In a July 16, 2026 Xinhua interview, UNSW AI Institute chief scientist Toby Walsh said China’s rapid progress in AI and robotics, backed by open models, manufacturing strength and scale, could lower costs and broaden global access to advanced systems. He highlighted China’s humanoid robots and models like DeepSeek ahead of the World Artificial Intelligence Conference in Shanghai.
This article aggregates reporting from 1 news source. The TL;DR is AI-generated from original reporting. Race to AGI's analysis provides editorial context on implications for AGI development.
Toby Walsh’s remarks, amplified by Xinhua, underscore how far China has come from follower to agenda‑setter in AI hardware, models and humanoid robotics. His framing is telling: Chinese open models like DeepSeek and rapidly cheaper humanoids are not just a domestic story – they’re pitched as infrastructure that will let many more countries experiment with advanced AI at lower cost. That runs directly against a narrative in Washington and Brussels that frontier capability should remain tightly concentrated in a few allied labs.([en.people.cn](https://en.people.cn/n3/2026/0716/c90000-20478351.html))

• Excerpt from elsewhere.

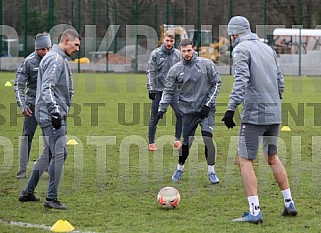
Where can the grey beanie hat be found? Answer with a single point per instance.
(238, 25)
(42, 41)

If China can sustain a pipeline of competitive open‑weight models and sub‑$20k humanoids, the global diffusion of “good enough” AGI‑adjacent capability could happen faster than Western policymakers expect. That has two implications: first, it blunts the soft power of Western labs, because you no longer need an OpenAI or Anthropic contract to get serious capability. Second, it accelerates the need for international safety norms that assume many actors have access, not just a handful of regulated giants.
For frontier labs in the US and Europe, the message is that the competitive threat isn’t just in benchmarks; it’s in the combination of capable models, manufacturing scale and willingness to ship hardware that puts embodied intelligence into factories, hospitals and disaster zones worldwide.